Je vois se mouvoir tes courants secs,
je vois grandir des mains interrompues,
j’entends tes végétaux océaniques
crisser de nuit et de fureur secoués,
et je sens mourir des feuilles vers l’intérieur,
incorporant des matières vertes
à ton immobilité désemparée.
Pores, veines, cercles de douceur,
poids, température silencieuse,
flèches collées à ton âme déchue,
êtres endormis dans ta bouche épaisse,
poussière de douce moelle consumée,
cendre pleine d’âmes éteintes,
venez à moi, à mon rêve démesuré,
tombez dans mon alcôve où la nuit tombe
et tombe sans cesse comme une eau brisée,
et à votre vie, à votre mort agrippez-moi,
à vos matériaux soumis, à vos inutiles colombes mortes,
et faisons feu, et silence, et son,
et flambons, et silence, et carillon.
(1904-1973). Residencia en la Tierra.
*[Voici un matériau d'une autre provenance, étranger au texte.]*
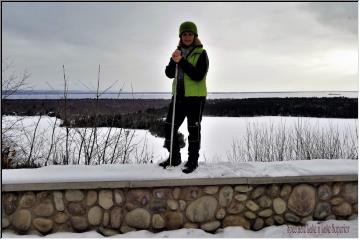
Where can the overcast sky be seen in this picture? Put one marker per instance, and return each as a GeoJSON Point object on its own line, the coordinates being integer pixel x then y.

Ediciones del Árbo, 1935
Traduction de Guy Suarès (sauf pour le mot « crujir » remplacé par Luc Fayard par le mot « crisser »)

Philippe Jaccottet : L’Ignorant (1957)
Plus je vieillis et plus je croîs en ignorance,
plus j’ai vécu, moins je possède et moins je règne.
Tout ce que j’ai, c’est un espace tour à tour
enneigé ou brillant, mais jamais habité.
Où est le donateur, le guide, le gardien?
Je me tiens dans ma chambre et d’abord je me tais
(le silence entre en serviteur mettre un peu d’ordre),
et j’attends qu’un à un les mensonges s’écartent :
que reste-t-il? que reste-t-il à ce mourant
qui l’empêche si bien de mourir?
Quelle force
le fait encor parler entre ses quatre murs?
Pourrais-je le savoir, moi l’ignare et l’inquiet?
Mais je l’entends vraiment qui parle, et sa parole
pénètre avec le jour, encore que bien vague :
« Comme le feu, l’amour n’établit sa clarté
que sur la faute et la beauté des bois en cendres… ».